Pourquoi? Parce que chacun essaie de gérer au mieux son élection/ré-élection, tentant de sauver sa petite boutique de façon pragmatique justement: sans plan, sans vision, sans rêve. Ce n’est que de la tactique, et ça se voit d’autant plus que ça se concentre sur un temps réduit.

Cerveaux creux

Là encore, la courte vue domine. Alors on s’appuie sur ce qui reste des convictions et de la vision à long terme de quelques grands anciens: De Gaulle sur la place de la France dans le monde, Giscard sur la construction monétaire de l’Europe, Badinter sur l’éthique de la justice, Simone Veil et quelques autres. Mais, depuis 1983, où sont les convictions, les projets de long terme? Quelle fut la vision d’un Mitterrand 88, d’un Chirac ou d’un Sarkozy, à part gagner les élections et, une fois en place, faire des cadeaux à ses potes, détruire tout éventuel successeur en se contentant de gérer? Mal en plus. Si on ajoute, depuis Sarko, un manque de culture, de finesse intellectuelle, qui nous ramène des Panot, des Bardella ou certains ânes bâtés de la macronie, de quoi s’étonne-t-on aujourd’hui?

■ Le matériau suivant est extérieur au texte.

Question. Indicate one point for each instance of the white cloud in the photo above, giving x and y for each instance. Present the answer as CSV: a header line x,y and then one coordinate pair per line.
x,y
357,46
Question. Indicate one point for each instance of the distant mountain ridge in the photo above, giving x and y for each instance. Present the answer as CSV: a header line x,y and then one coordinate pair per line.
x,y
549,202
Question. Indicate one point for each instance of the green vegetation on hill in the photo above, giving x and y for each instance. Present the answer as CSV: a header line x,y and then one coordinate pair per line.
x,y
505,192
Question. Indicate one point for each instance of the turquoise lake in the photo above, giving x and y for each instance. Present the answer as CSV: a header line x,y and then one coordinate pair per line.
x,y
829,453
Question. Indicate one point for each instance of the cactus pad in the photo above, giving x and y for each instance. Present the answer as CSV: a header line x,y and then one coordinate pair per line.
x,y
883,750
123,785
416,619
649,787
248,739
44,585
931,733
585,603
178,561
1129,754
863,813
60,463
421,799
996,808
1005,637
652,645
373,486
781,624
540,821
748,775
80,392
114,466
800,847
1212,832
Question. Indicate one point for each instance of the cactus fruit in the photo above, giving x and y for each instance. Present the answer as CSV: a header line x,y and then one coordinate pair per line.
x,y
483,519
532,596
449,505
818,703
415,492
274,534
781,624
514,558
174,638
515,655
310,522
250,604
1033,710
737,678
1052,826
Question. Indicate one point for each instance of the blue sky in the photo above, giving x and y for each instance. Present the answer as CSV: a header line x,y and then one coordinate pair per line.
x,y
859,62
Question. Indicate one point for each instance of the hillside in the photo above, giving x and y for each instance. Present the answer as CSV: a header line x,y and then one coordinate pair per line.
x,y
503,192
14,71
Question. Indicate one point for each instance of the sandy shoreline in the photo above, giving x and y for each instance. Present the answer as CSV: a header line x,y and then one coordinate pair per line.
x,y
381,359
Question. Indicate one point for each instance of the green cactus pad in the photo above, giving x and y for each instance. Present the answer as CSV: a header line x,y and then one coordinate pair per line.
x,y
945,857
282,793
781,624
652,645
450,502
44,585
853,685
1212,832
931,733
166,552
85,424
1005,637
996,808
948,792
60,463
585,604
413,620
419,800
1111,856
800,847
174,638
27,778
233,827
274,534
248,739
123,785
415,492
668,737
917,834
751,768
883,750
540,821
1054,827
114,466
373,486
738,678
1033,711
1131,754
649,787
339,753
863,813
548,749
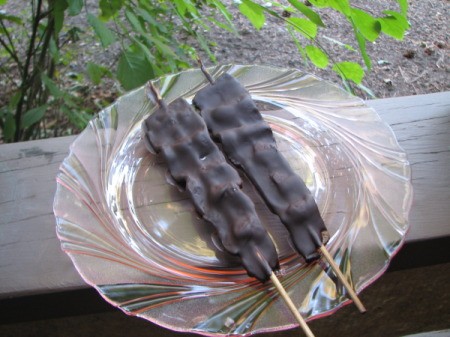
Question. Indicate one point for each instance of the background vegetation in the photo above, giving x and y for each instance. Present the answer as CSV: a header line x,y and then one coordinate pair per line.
x,y
155,38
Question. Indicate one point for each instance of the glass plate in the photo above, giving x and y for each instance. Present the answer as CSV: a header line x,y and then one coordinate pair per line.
x,y
136,238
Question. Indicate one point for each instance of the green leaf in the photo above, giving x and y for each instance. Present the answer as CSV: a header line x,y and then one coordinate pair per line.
x,y
317,56
133,69
181,6
254,13
306,27
96,72
134,21
403,6
308,12
367,25
105,35
75,6
33,116
110,8
349,71
394,24
9,17
362,48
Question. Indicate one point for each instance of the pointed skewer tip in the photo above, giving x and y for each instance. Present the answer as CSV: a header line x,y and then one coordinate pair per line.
x,y
291,305
342,278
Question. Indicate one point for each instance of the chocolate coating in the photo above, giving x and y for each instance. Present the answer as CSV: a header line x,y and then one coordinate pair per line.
x,y
196,164
234,120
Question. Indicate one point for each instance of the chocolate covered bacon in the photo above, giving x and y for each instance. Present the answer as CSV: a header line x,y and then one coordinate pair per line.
x,y
214,186
247,140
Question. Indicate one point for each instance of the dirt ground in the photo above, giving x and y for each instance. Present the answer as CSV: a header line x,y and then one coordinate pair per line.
x,y
417,65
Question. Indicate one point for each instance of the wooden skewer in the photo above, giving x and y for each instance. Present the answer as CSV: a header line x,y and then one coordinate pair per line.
x,y
291,305
342,278
156,96
324,251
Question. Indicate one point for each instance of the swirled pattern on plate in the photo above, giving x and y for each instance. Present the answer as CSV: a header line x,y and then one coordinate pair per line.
x,y
136,238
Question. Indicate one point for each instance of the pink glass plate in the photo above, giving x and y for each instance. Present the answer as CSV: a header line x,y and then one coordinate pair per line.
x,y
137,239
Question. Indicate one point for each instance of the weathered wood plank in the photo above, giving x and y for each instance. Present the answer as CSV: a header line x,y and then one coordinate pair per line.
x,y
32,262
422,127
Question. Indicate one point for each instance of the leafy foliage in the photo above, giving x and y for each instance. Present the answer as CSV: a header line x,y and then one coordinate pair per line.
x,y
154,38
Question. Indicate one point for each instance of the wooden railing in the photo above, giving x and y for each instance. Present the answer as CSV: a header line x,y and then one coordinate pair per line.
x,y
32,263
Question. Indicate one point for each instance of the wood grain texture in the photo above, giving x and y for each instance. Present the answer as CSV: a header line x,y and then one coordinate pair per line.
x,y
32,262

Photo de Matt Foxx sur Unsplash

Notre pays n’a besoin ni d’un homme providentiel, ni d’une grisaille de gestionnaires formatés, ni d’un grand soir orchestré par des révolutionnaires frelatés, ni de “beaux gosses” sans colonne vertébrale.

Et si on avançait?

Il lui faut des perspectives claires, un projet bien pensé, défini, cohérent, approuvé par le plus grand nombre, et de la constance, de l’implication dans sa réalisation, même si ça doit prendre des années. Si les gens avaient une idée claire des enjeux, des buts poursuivis et du chemin à parcourir, ils pourraient adhérer plutôt que rejeter. Ils sauraient se montrer patients, endurants, résilients. Mais pour ça, il faut arrêter le clientélisme, la pensée magique et le “court termisme” qui nous jettent dans les bras du premier opportuniste venu, sans discontinuer, depuis 40 ans.

Wesh gros!

J’avais commencé ce texte avant la dissolution de 2024. Au bout de deux semaines, je me suis dit que les événements étaient une telle démonstration in vivo de ce que je voulais exposer que la 2e partie du texte s’est focalisée sur l’actu.